Section 3(a)(10) and Regulation A

Most of the scams and schemes from the lower end of the public markets eventually make it over to the Reg A market, and this one is no exception. It’s essentially a variation on the “funder acting as undisclosed underwriter” caper.

Section 3(a)(10) of the Securities Act provides that the issuance of securities pursuant to a court-approved settlement is exempt from registration. The general idea is that the oversight by the court provides the investor protection that would otherwise be provided by SEC registration. It’s intended to protect the lender whose debt is being converted into equity.
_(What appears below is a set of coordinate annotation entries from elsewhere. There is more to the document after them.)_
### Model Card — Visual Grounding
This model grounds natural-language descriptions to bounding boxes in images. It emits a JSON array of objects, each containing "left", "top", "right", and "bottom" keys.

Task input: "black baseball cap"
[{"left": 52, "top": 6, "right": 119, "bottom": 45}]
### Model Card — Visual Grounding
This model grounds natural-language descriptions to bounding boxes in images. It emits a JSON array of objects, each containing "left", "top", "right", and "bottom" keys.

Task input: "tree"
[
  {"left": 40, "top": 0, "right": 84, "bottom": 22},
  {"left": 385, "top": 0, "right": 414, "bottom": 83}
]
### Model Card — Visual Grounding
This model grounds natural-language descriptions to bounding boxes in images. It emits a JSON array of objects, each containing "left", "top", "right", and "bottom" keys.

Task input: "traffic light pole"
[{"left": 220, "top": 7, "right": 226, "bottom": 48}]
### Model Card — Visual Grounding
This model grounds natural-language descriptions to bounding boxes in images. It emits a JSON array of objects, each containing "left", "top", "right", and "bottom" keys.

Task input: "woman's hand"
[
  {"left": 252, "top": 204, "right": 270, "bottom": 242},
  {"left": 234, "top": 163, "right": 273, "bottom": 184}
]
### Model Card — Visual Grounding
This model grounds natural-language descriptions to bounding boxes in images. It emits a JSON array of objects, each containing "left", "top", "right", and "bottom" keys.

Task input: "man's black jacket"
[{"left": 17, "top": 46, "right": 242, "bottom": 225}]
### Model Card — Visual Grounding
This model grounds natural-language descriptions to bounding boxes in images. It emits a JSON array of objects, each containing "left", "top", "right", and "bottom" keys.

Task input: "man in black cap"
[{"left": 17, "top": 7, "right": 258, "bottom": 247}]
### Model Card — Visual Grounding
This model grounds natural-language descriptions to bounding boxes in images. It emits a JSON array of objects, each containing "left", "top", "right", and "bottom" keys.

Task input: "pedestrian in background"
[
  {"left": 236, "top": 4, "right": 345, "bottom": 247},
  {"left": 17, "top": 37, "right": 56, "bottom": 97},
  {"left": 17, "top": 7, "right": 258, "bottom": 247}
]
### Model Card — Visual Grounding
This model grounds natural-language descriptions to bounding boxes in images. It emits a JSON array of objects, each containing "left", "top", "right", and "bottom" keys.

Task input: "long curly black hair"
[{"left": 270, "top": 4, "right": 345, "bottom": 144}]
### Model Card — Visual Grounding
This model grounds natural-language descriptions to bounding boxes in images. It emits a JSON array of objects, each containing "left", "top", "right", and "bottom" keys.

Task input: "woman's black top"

Except in this case, it’s not the lender that needs protection.

In general terms, what is happening is that a funding entity (“Funder”) offers to take over a chunk of an issuer’s debt to a lender or creditor. The Funder is probably a better credit risk than the issuer and it will likely offer to repay the lender faster than the issuer could. The debt is assigned by lender to Funder. Funder and issuer put together a settlement agreement and trot off to court to get it rubber-stamped. Sorry, I meant “hold a fairness hearing under 3(a)(10).” Funder is issued shares at a discount to the current market price and repays the original lender in accordance with a schedule that matches Funder’s ability to dump the shares into the market. Promotional or “pumping” activities may occur around the same time.

Funder’s view is that it can resell its shares immediately upon receipt, because unless the issuer is a “shell company” the shares are not restricted. However, it would seem that there is a fine case to be made that Funder in these circumstances is a “statutory underwriter,” and that regardless of the exempt status of the transaction in which is acquired the shares, it took the shares with the intent of selling in a “distribution.”

How to recognize these arrangements? These are OTC-quoted companies. There should be a reference to 3(a)(10) in the financial statements and possibly in the body of the Offering Statement, although as with the other undisclosed underwriter deals, these filings tend to be inconsistently drafted. And bless OTC Markets for their Prohibited Service Providers list, because those same old names keep turning up.